I don’t remember exactly how it came up. Jimmy and I were on the way to the boat to go fishing. I think I was being judgmental about someone’s drinking. “Yeah, he really knocks them back.” Or some comment like that.


I paused and felt the thing inside me that had wanted to get out for years. I didn’t over think it or even think about it at all. I just let it go.


“I self-medicated with alcohol for 30 years.”


There it was. The first time in my life I had ever uttered those words. And I lived through it. I did more than live through it, actually. I felt free. I literally felt something inside me break loose and leave my body and soul. I felt it rise up, up, up and out of me. Where it went I don’t know. Into the air or the universe or nothingness.


In its place was an unburdening, a feeling of lightness. I had finally spoken the truth to Jimmy and to myself. It was liberating, after so many years of trying to deflect and deny what was happening with me.


I had an intimate relationship with Chardonnay for decades. What began as drinking in college quickly turned into two glasses of wine after work and more than that on social occasions. At times it turned into outright stupid behavior.


In my thirties I barely thought about it. Everyone else was doing it too. That was my justification. Besides, I was successful--moving forward in a career that was growing. It wasn’t a “problem.”


In my forties, it became a balm for crushing anxiety. I looked forward to it, reached for it, and knew just how much to drink to avoid a headache and get the work of three people done the next morning.


Eventually, I felt self-loathing, usually in the shower when I had not managed to stave off the headache. I swore I’d stop, and I would for two days. Then I needed relief from the anxiety that crawled ceaselessly through my veins.


The panic attacks in my late forties and early fifties were a blessing in disguise, as I look back, because they ultimately got me to stop. After the first panic attack (which I will write about in this blog), I went to my doctor, and he prescribed Ativan. I also started my first round of therapy. I learned immediately that Chardonnay and Ativan don’t mix, at least for me. The feeling changed from calmness to something dangerously out of control. I began to back off on wine, knowing that drinking made the panic attacks worse. But Ativan became more and more important to me.

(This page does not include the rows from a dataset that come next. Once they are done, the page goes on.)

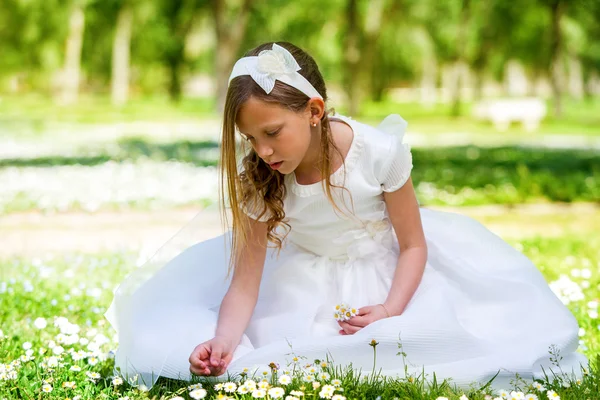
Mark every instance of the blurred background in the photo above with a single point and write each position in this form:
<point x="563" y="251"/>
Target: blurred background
<point x="110" y="119"/>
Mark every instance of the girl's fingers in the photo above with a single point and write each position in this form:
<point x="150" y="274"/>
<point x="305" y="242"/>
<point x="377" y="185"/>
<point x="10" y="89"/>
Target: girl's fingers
<point x="349" y="329"/>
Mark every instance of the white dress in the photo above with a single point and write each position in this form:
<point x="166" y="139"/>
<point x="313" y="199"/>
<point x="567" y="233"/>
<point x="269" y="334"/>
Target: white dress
<point x="481" y="308"/>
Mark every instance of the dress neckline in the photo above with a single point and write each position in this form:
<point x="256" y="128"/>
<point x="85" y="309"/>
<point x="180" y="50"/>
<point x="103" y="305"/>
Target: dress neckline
<point x="338" y="176"/>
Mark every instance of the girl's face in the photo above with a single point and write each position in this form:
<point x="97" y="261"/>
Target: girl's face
<point x="280" y="137"/>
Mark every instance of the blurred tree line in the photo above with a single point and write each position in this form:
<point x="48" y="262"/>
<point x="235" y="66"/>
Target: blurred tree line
<point x="63" y="47"/>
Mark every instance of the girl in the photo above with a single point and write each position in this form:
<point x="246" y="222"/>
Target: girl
<point x="324" y="212"/>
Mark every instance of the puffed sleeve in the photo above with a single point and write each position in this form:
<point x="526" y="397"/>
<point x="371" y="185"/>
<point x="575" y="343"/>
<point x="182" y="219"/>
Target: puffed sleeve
<point x="397" y="165"/>
<point x="253" y="208"/>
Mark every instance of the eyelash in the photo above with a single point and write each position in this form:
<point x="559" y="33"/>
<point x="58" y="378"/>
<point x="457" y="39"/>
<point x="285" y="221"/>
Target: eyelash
<point x="249" y="138"/>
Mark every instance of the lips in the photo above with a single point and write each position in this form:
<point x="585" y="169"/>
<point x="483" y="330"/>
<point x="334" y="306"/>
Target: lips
<point x="276" y="165"/>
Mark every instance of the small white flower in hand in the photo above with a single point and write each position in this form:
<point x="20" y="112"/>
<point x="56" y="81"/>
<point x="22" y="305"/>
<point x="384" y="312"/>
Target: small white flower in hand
<point x="343" y="312"/>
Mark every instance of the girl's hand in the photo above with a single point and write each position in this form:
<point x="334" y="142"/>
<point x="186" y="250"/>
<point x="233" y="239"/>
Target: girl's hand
<point x="365" y="316"/>
<point x="212" y="357"/>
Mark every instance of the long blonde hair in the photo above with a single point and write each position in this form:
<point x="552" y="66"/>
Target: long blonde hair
<point x="257" y="187"/>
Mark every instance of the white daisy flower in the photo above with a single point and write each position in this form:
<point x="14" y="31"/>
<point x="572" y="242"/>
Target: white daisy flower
<point x="250" y="384"/>
<point x="230" y="387"/>
<point x="93" y="375"/>
<point x="243" y="389"/>
<point x="284" y="380"/>
<point x="552" y="395"/>
<point x="264" y="385"/>
<point x="197" y="394"/>
<point x="93" y="360"/>
<point x="40" y="323"/>
<point x="276" y="393"/>
<point x="324" y="376"/>
<point x="539" y="386"/>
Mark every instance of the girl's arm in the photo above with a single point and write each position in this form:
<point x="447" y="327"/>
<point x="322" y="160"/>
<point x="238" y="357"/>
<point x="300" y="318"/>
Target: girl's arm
<point x="239" y="302"/>
<point x="403" y="210"/>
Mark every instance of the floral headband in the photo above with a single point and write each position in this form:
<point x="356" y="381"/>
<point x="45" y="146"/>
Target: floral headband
<point x="269" y="65"/>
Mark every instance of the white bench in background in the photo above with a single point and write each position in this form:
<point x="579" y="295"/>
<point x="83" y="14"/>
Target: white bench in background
<point x="502" y="112"/>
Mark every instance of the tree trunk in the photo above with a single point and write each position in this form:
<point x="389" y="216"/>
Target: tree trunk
<point x="229" y="35"/>
<point x="428" y="81"/>
<point x="556" y="9"/>
<point x="461" y="42"/>
<point x="352" y="58"/>
<point x="72" y="65"/>
<point x="373" y="24"/>
<point x="120" y="56"/>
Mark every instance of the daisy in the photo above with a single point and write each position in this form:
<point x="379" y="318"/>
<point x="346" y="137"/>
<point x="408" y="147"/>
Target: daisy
<point x="40" y="323"/>
<point x="539" y="386"/>
<point x="250" y="384"/>
<point x="230" y="387"/>
<point x="276" y="393"/>
<point x="552" y="395"/>
<point x="263" y="385"/>
<point x="197" y="394"/>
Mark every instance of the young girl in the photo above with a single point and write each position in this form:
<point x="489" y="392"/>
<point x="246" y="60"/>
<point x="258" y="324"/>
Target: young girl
<point x="324" y="212"/>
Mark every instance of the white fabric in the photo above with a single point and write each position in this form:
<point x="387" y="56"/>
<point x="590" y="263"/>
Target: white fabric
<point x="482" y="307"/>
<point x="275" y="64"/>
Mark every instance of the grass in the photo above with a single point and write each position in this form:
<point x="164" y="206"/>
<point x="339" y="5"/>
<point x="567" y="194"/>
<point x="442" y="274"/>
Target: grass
<point x="132" y="171"/>
<point x="79" y="288"/>
<point x="30" y="115"/>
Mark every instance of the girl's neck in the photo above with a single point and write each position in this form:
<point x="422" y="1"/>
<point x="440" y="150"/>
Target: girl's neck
<point x="309" y="171"/>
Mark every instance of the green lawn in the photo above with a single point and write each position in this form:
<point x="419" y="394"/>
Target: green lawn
<point x="78" y="287"/>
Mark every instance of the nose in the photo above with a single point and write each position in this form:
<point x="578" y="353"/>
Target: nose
<point x="263" y="150"/>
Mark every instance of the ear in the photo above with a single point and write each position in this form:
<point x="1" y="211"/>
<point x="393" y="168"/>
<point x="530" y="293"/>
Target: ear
<point x="315" y="108"/>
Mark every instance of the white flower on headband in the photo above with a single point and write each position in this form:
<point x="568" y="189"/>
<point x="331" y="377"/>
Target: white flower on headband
<point x="271" y="65"/>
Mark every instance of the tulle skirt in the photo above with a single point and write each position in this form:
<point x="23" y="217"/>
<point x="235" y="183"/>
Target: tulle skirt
<point x="481" y="309"/>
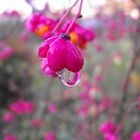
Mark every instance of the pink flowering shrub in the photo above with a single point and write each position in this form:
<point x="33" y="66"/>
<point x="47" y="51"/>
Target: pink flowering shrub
<point x="97" y="56"/>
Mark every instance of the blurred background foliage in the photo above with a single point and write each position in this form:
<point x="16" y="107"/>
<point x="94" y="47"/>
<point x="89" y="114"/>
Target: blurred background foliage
<point x="66" y="111"/>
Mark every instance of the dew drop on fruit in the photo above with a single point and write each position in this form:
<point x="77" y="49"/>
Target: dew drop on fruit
<point x="68" y="78"/>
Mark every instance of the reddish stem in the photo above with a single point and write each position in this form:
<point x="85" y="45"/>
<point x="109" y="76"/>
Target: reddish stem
<point x="75" y="18"/>
<point x="64" y="16"/>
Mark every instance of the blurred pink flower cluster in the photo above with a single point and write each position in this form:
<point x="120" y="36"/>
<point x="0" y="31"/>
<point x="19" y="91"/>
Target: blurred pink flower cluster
<point x="21" y="107"/>
<point x="5" y="51"/>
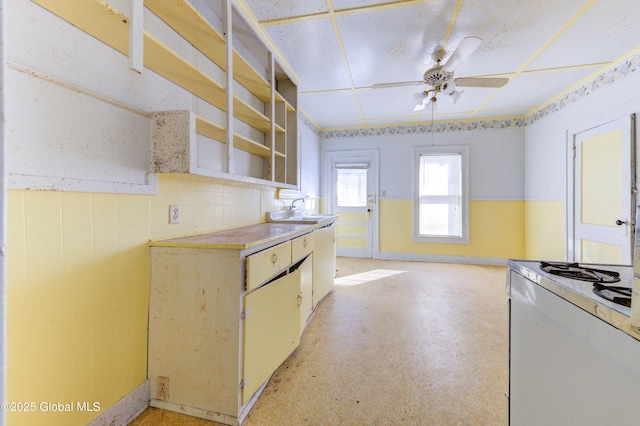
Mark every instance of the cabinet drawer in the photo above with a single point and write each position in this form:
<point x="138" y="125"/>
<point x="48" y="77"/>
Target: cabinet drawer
<point x="267" y="263"/>
<point x="301" y="246"/>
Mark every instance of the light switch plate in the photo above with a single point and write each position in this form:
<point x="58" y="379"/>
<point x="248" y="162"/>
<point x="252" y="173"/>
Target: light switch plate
<point x="174" y="214"/>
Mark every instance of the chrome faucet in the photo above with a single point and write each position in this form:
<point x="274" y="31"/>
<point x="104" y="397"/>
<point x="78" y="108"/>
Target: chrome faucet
<point x="294" y="202"/>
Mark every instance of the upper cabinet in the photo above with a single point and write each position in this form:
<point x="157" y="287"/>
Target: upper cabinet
<point x="241" y="120"/>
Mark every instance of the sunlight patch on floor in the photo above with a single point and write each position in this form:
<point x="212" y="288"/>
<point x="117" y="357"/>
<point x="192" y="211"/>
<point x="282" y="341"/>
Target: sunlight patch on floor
<point x="365" y="277"/>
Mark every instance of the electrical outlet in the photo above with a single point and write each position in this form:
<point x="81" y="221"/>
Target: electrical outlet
<point x="162" y="388"/>
<point x="174" y="214"/>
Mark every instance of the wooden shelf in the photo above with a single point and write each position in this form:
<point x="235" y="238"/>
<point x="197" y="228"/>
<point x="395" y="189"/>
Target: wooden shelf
<point x="112" y="27"/>
<point x="250" y="146"/>
<point x="104" y="22"/>
<point x="211" y="130"/>
<point x="280" y="98"/>
<point x="190" y="24"/>
<point x="250" y="115"/>
<point x="246" y="75"/>
<point x="161" y="59"/>
<point x="95" y="18"/>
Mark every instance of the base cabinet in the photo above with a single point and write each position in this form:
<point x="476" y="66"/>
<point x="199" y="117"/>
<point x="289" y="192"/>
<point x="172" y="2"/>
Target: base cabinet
<point x="219" y="326"/>
<point x="271" y="330"/>
<point x="324" y="266"/>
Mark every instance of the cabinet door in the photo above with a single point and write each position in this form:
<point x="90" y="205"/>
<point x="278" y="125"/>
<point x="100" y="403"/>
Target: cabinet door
<point x="301" y="246"/>
<point x="324" y="261"/>
<point x="267" y="263"/>
<point x="271" y="330"/>
<point x="306" y="290"/>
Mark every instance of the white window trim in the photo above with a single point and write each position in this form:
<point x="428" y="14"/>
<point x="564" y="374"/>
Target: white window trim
<point x="463" y="150"/>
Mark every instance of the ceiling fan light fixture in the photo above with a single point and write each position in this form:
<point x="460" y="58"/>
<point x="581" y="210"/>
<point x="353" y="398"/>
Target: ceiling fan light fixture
<point x="448" y="87"/>
<point x="455" y="95"/>
<point x="420" y="98"/>
<point x="434" y="102"/>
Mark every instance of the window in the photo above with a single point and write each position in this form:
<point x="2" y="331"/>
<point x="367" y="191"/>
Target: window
<point x="440" y="195"/>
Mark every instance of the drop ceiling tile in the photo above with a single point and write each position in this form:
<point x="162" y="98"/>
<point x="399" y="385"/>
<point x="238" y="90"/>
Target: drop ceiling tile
<point x="607" y="30"/>
<point x="507" y="112"/>
<point x="311" y="48"/>
<point x="387" y="102"/>
<point x="537" y="87"/>
<point x="351" y="4"/>
<point x="328" y="107"/>
<point x="266" y="10"/>
<point x="392" y="45"/>
<point x="512" y="32"/>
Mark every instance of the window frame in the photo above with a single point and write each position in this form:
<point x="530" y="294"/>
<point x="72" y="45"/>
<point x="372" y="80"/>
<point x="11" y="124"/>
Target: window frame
<point x="463" y="151"/>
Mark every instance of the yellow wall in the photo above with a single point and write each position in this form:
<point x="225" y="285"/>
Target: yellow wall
<point x="78" y="285"/>
<point x="496" y="230"/>
<point x="545" y="230"/>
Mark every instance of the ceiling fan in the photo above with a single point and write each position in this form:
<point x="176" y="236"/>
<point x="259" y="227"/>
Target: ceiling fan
<point x="440" y="77"/>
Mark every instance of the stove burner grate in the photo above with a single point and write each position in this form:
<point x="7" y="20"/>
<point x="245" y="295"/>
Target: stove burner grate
<point x="609" y="292"/>
<point x="599" y="277"/>
<point x="577" y="272"/>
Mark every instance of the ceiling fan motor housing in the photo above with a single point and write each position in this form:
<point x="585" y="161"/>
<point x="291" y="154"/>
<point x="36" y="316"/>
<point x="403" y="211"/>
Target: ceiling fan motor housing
<point x="436" y="76"/>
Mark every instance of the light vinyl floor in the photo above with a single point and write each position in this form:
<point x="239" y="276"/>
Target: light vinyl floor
<point x="396" y="343"/>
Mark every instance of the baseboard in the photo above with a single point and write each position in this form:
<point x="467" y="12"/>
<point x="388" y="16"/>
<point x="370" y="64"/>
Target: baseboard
<point x="127" y="409"/>
<point x="440" y="258"/>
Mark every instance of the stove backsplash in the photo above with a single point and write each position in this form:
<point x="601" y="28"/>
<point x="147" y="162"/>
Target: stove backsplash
<point x="635" y="296"/>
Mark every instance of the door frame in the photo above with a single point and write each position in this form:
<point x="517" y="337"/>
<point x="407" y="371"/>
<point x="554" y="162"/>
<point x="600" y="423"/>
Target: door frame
<point x="329" y="191"/>
<point x="572" y="135"/>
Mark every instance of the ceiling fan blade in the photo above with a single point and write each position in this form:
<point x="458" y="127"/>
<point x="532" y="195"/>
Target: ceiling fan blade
<point x="481" y="82"/>
<point x="466" y="47"/>
<point x="402" y="84"/>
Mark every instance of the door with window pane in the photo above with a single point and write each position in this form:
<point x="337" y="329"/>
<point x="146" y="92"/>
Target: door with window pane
<point x="441" y="200"/>
<point x="353" y="198"/>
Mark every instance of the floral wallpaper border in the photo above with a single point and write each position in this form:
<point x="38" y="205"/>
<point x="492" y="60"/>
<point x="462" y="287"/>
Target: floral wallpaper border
<point x="610" y="76"/>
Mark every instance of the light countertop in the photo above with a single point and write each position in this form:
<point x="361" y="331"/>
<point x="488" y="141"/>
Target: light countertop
<point x="241" y="238"/>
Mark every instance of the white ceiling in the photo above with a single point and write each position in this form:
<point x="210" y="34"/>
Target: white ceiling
<point x="338" y="49"/>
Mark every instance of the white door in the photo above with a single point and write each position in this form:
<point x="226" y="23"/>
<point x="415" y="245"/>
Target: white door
<point x="604" y="200"/>
<point x="353" y="195"/>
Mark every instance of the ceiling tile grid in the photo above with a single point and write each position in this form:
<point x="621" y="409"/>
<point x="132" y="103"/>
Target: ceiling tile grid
<point x="340" y="48"/>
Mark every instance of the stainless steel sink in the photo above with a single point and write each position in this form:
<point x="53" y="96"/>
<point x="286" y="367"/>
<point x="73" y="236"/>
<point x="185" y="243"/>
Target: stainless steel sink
<point x="298" y="216"/>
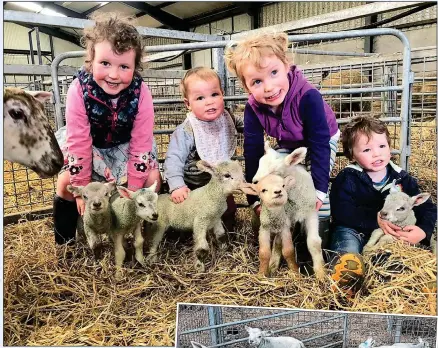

In 2015, my doctor told me he felt I was becoming dependent on Ativan. He prescribed a mild dose of Zoloft. I’ll write about that day, too. It turned out to be life changing.


It completely removed my desire to drink.


I think it did so because finally something was helping me with the anxiety that was running unchecked in my life.


It was then that I realized how long and elaborately I had self-medicated. I used wine to ease work anxiety, social anxiety, any anxiety that I couldn’t turn into something constructive. It was easy because wine was lovely and so socially acceptable. I was in good company. It was easy to hide.


It wasn’t until I said it out loud that day that I truly acknowledged the role that alcohol played in my life. Which makes sense. After all, isn’t that first acknowledgement what AA is all about?


I remember being at an after-work gathering with some co-workers and our manager a couple of years ago. When the server came around to take our drink order, I ordered a seltzer with lime. I was the only one who didn’t order alcohol. The manager looked at me and said, “What? Are you an alcoholic or something?”


So what if I am?


Hi. I’m Cheryl and I’m an alcoholic.


I don’t honestly know if I’m an alcoholic. Maybe I was a high-functioning alcoholic, if there is such a thing. All I know is that speaking the straight up truth about it helped me to move forward and solidified my resolve to not go back.